Numerical climate models have long been used in the study of the Earth’s palaeoclimate – the climate in ancient times before modern instrumental records. Examples range from early investigations based on simple thermodynamic or general circulation models to the modern state-of-the-art models now being used in the Paleoclimate Modelling Intercomparison Project. Compared to typically low-resolution and geographically sparse data held in from palaeo-archives, numerical climate simulations produce a vast amount of data with high spatial and temporal resolution. The resolution and complexity of numerical models has also greatly increased in recent years, along with the amount of data they produce. All of this poses new challenges to the palaeoclimate community, raising questions of how to efficiently process and interpret model outputs.
The significant uncertainties often found in palaeo- simulations present a distinct but related challenge. These reflect the uncertainties present in existing palaeo-archives, as well as in our knowledge of the appropriate boundary conditions and forcings affecting past climates. Because of these uncertainties, different simulations of the climate for the same period and region may yield very different results. This problem emerges both in reconstructions of climates from millions of years ago, such as the mid-Pliocene warm period over 3 Myr BP as well as in climates in more recent times such as the mid-Holocene around 6000 yr BP. Understanding these discrepancies, and appreciating their significance, requires analysis tools attuned to drawing out the key differences between distinct simulated palaeoclimates.
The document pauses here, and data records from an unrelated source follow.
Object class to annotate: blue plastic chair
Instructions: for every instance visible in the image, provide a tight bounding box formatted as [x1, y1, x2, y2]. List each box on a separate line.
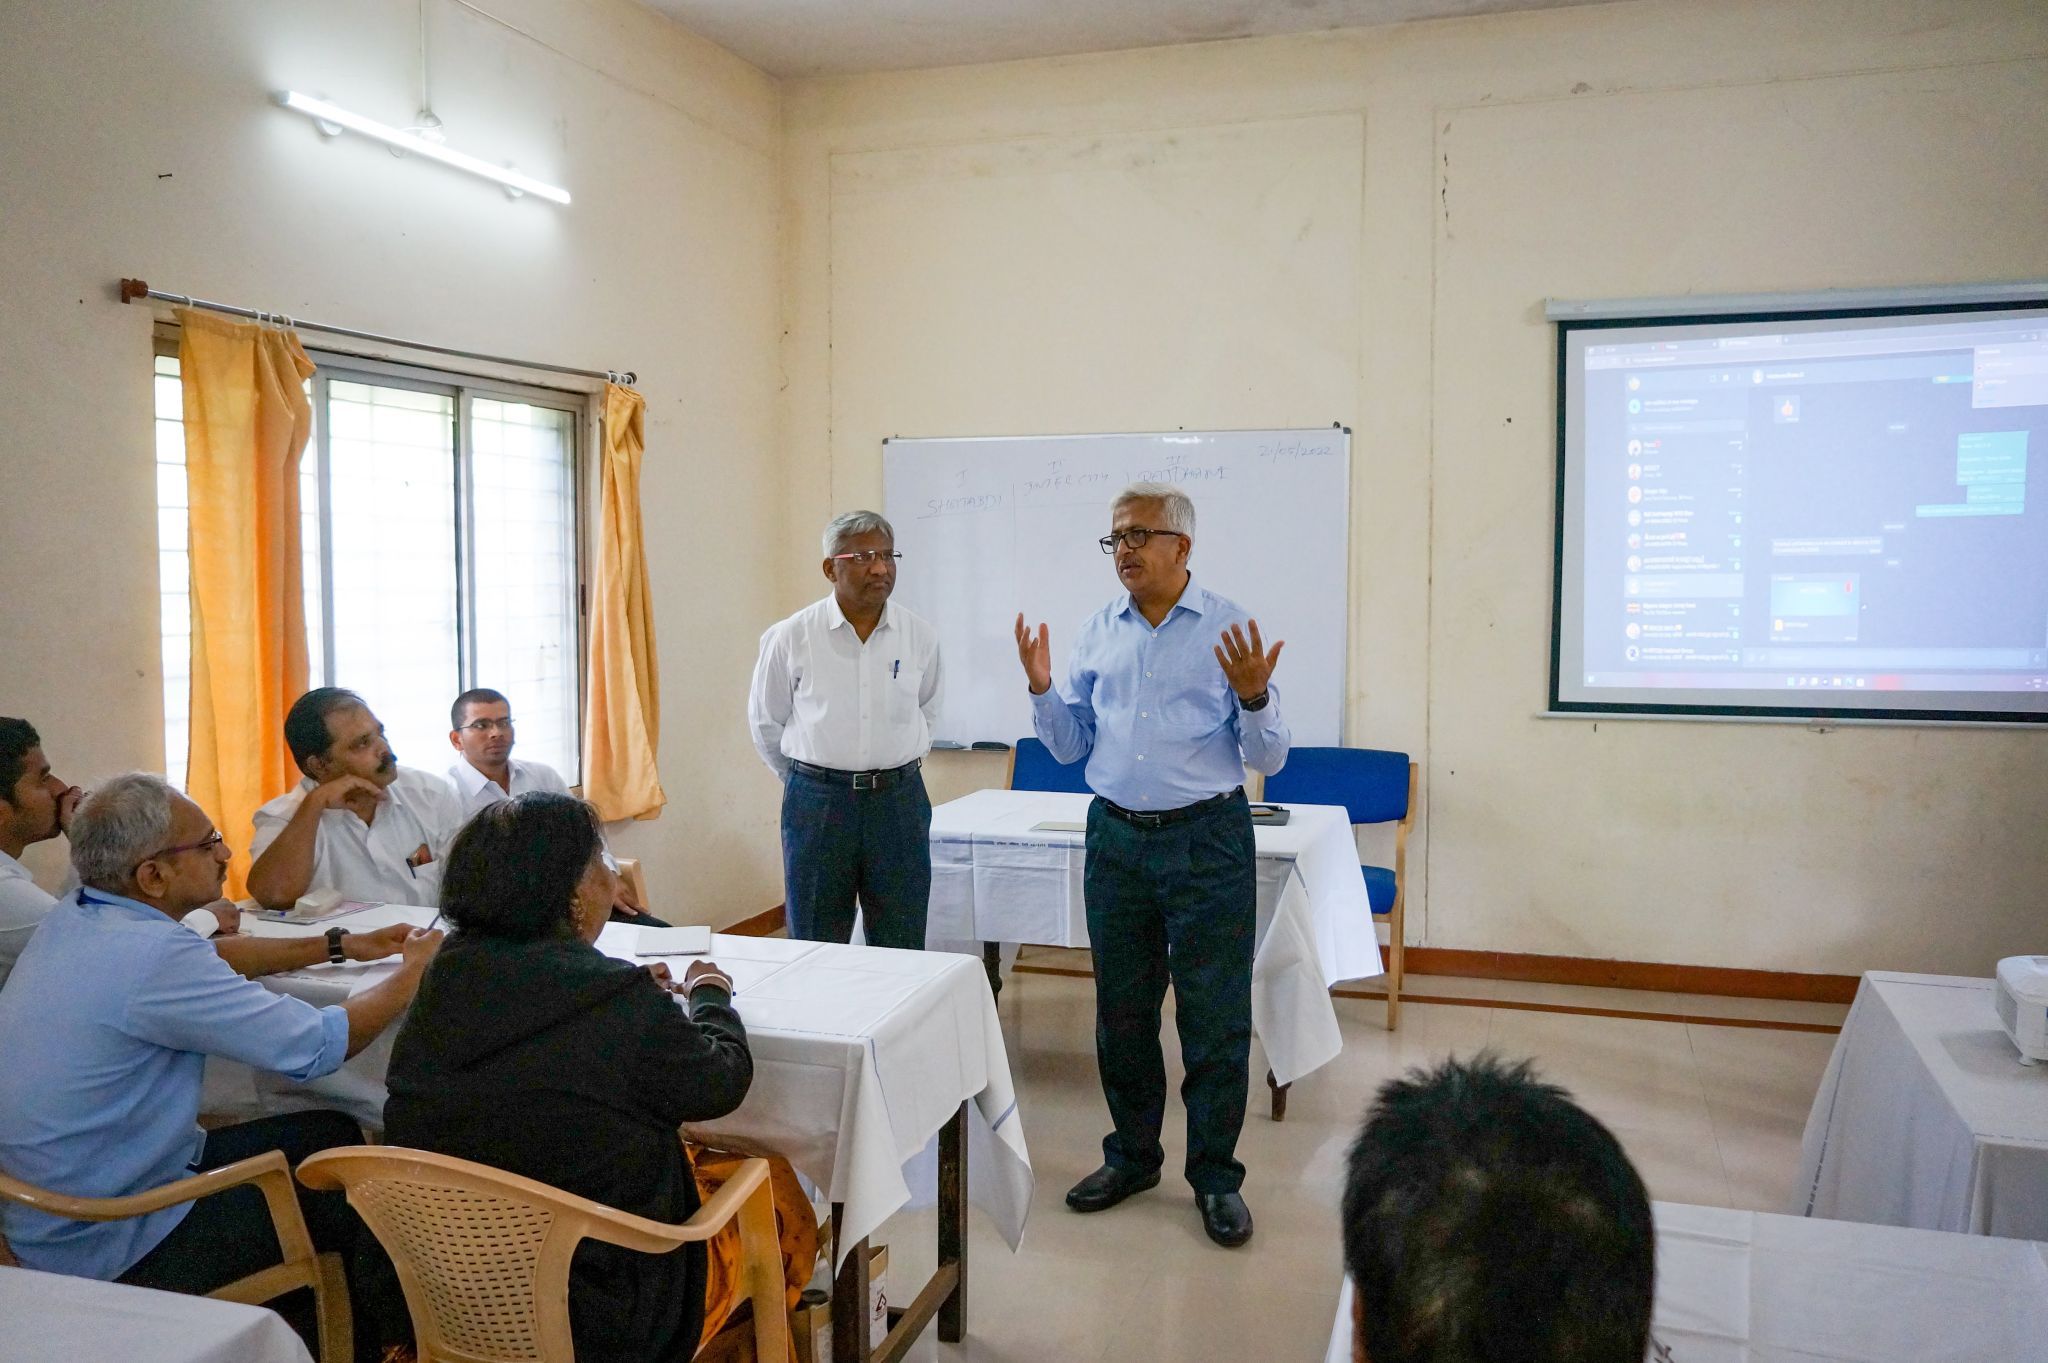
[1261, 746, 1416, 1029]
[1008, 736, 1092, 795]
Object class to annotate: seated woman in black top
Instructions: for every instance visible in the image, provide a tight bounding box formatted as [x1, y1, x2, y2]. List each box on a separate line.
[384, 792, 752, 1363]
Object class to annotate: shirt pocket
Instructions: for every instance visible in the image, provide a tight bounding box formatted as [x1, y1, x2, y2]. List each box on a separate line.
[1160, 671, 1229, 738]
[890, 665, 927, 726]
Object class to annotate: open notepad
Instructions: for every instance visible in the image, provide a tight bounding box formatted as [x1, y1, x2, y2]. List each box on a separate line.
[634, 925, 712, 958]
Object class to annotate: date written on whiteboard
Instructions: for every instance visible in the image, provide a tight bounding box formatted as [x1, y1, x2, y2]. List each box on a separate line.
[1257, 439, 1337, 464]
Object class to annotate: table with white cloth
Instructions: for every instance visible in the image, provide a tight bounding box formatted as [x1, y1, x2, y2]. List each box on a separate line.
[1791, 971, 2048, 1240]
[203, 906, 1033, 1363]
[925, 789, 1383, 1114]
[1321, 1201, 2048, 1363]
[0, 1263, 313, 1363]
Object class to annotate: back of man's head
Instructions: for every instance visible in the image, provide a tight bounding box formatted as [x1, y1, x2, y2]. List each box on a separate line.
[0, 718, 40, 799]
[284, 688, 366, 773]
[1341, 1053, 1654, 1363]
In a recent Technical Note, LML Fellow Davide Faranda and Gabriele Messori consider these issues, and propose a framework for efficiently processing and interpreting large amounts of model output to compare different simulated palaeoclimates. Their approach is grounded in dynamical systems theory, and allows researchers to characterise the dynamics of a given dynamical system – the atmosphere, for example – using three one-dimensional metrics. A first metric estimates the persistence of instantaneous states of the system. A second metric, which they call the “local dimension,” provides information on how the system evolves toward or away from instantaneous states. Finally, the third metric – the co-recurrence ratio – is a measure applicable to two (or more) variables, which quantifies their instantaneous coupling. Climate models commonly produce dynamical information embedded in 3-dimensional (latitude, longitude and time) or 4-dimensional (latitude, longitude, pressure level and time) data. For analysis purposes, the authors argue, such data can be projected onto these three metrics, each taking a single value for every time-step in the data. These may then be interpreted and compared with comparative ease.
As the authors note, the dynamical systems metrics they propose can be particularly helpful when processing large datasets. As a practical example, they analyse three numerical simulations of the mid-Holocene climate over North Africa. These include a control simulation with pre-industrial vegetation and atmospheric dust loading, a Green Sahara simulation with shrubland imposed over a broad swath of what is today the Sahara desert, and a different Green Sahara simulation which additionally features heavily reduced atmospheric dust loading. The examples illustrate how the different hydroclimates in these simulations correspond to different dynamical properties of the modelled climate systems, which are captured by the three dynamical systems metrics. The metrics further capture the differences between the simulations, and may be exploited to formulate hypotheses on their physical drivers, such as modulations in atmospheric wave activity.